Returning field names in highlight

I have a query that runs against a field called content. Content contains many subfields, for example message, name, description, story, caption. When it ES finds matches, the highlight result looks like this:

highlight: {content: ["[bold]Test[/bold] [bold]Test[/bold]"]}

That result found two matches, one in message and one in name. However, it's difficult to connect that to the result returned.

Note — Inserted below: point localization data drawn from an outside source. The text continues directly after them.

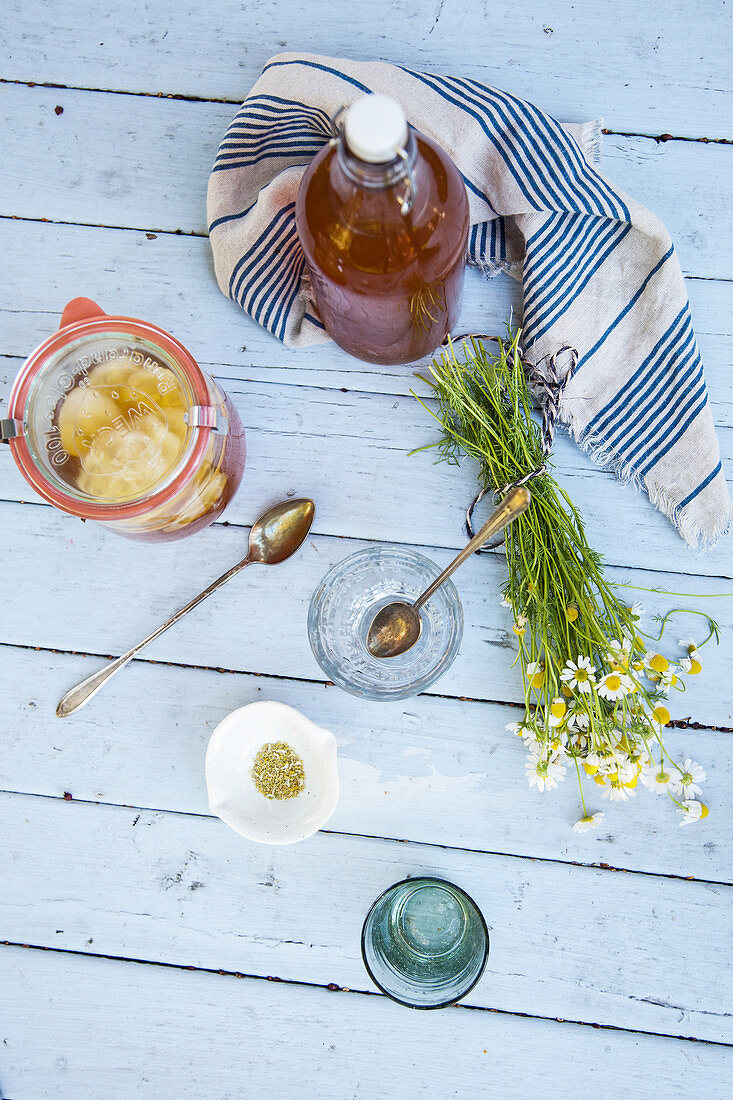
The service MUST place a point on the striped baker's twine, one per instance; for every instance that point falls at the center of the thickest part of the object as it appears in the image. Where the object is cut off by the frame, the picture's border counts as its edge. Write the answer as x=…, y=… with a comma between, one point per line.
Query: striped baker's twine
x=544, y=377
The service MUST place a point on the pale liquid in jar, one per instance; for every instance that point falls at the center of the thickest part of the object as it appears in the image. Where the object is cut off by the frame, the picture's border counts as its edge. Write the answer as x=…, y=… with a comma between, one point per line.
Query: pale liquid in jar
x=120, y=432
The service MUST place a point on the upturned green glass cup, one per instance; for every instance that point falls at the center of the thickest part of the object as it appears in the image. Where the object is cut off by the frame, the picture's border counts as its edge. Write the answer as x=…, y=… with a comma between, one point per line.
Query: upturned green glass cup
x=425, y=943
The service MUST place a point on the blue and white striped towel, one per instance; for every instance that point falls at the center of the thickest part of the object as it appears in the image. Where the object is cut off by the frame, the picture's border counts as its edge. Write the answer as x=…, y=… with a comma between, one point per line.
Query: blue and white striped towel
x=599, y=271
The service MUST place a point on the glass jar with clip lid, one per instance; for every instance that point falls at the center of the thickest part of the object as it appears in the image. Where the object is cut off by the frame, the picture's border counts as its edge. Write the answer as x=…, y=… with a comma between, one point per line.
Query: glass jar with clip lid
x=111, y=419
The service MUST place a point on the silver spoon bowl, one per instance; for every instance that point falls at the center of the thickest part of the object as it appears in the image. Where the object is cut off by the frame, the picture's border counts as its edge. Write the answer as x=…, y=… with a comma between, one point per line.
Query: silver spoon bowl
x=396, y=627
x=274, y=537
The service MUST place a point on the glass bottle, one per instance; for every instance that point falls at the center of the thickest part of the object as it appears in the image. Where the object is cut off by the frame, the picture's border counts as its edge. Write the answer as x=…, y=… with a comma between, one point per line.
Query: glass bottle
x=383, y=218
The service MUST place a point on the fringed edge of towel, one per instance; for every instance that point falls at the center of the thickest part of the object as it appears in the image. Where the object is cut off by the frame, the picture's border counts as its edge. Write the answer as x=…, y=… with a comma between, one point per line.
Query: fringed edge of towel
x=695, y=536
x=492, y=267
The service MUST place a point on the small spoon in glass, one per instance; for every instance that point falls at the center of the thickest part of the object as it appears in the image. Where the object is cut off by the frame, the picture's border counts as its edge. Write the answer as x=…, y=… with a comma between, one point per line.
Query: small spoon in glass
x=396, y=627
x=274, y=537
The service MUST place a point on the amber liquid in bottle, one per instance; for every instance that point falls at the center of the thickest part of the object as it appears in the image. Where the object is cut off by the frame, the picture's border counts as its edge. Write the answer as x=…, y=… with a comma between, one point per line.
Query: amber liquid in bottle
x=387, y=284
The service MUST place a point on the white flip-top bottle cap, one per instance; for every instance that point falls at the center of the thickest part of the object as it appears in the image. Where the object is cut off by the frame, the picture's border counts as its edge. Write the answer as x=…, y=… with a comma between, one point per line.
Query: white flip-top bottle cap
x=374, y=128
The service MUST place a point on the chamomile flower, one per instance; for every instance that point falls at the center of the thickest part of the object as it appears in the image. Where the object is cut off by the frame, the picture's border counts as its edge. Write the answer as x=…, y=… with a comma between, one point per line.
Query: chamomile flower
x=619, y=652
x=578, y=674
x=655, y=662
x=614, y=685
x=660, y=716
x=667, y=680
x=542, y=773
x=691, y=812
x=616, y=791
x=657, y=779
x=536, y=674
x=578, y=718
x=592, y=763
x=692, y=774
x=588, y=822
x=529, y=738
x=557, y=712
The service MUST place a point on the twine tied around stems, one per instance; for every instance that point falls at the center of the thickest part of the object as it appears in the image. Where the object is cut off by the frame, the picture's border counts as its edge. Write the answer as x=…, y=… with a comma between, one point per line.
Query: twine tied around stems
x=547, y=381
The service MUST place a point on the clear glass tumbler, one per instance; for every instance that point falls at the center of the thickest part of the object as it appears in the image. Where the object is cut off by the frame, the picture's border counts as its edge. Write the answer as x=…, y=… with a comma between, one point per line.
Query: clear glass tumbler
x=425, y=943
x=345, y=604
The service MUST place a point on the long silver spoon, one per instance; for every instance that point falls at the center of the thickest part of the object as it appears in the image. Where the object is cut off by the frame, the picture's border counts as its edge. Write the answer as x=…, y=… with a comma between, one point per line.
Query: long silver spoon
x=274, y=537
x=396, y=627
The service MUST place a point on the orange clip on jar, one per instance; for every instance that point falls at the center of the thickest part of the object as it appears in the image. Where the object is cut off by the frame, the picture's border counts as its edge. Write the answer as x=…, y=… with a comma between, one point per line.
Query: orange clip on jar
x=111, y=419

Is there a way to get the highlighter to return a result that ideally would return the result with the field names, like:
highlight: {message: ["[bold]Test[/bold]"], name:["[bold]Test[/bold]"]}

And if not that, at least split each match and return a list, like below?
content: ["[bold]Test[/bold]", "[bold]Test[/bold]"]

I don't understand.

For example:

DELETE test 
PUT test/_doc/1
{
  "content": {
    "foo": "bar",
    "message": "bar baz"
  }
}
GET test/_search
{
  "query": {
    "multi_match": {
      "query": "bar",
      "fields": ["content.foo","content.message"]
    }
  },
  "highlight": {
    "fields": {
      "content.foo": {},
      "content.message": {}
    }
  }
}

is giving:

{
  "took" : 123,
  "timed_out" : false,
  "_shards" : {
    "total" : 5,
    "successful" : 5,
    "skipped" : 0,
    "failed" : 0
  },
  "hits" : {
    "total" : 1,
    "max_score" : 0.2876821,
    "hits" : [
      {
        "_index" : "test",
        "_type" : "_doc",
        "_id" : "1",
        "_score" : 0.2876821,
        "_source" : {
          "content" : {
            "foo" : "bar",
            "message" : "bar baz"
          }
        },
        "highlight" : {
          "content.foo" : [
            "<em>bar</em>"
          ],
          "content.message" : [
            "<em>bar</em> baz"
          ]
        }
      }
    ]
  }
}

So you know exactly from which field you are getting the response, no?

What I'm hoping is to not have to list all the possibilities (content.foo, content.message, etc).

What I'd like to be able to do is run it as follows:

{
  "query": {
    "multi_match": {
      "query": "bar",
      "fields": ["content"]
    }
  },
  "highlight": {
    "fields": {
      "content": {}
    }
  }
}

However, I'm trying to do so, and actually finding the above doesn't return a hit. So, now I'm wondering about how the data I'm working with is set up (I wasn't involved in the original setup that I'm working with), such that we're able to get hits across all the fields.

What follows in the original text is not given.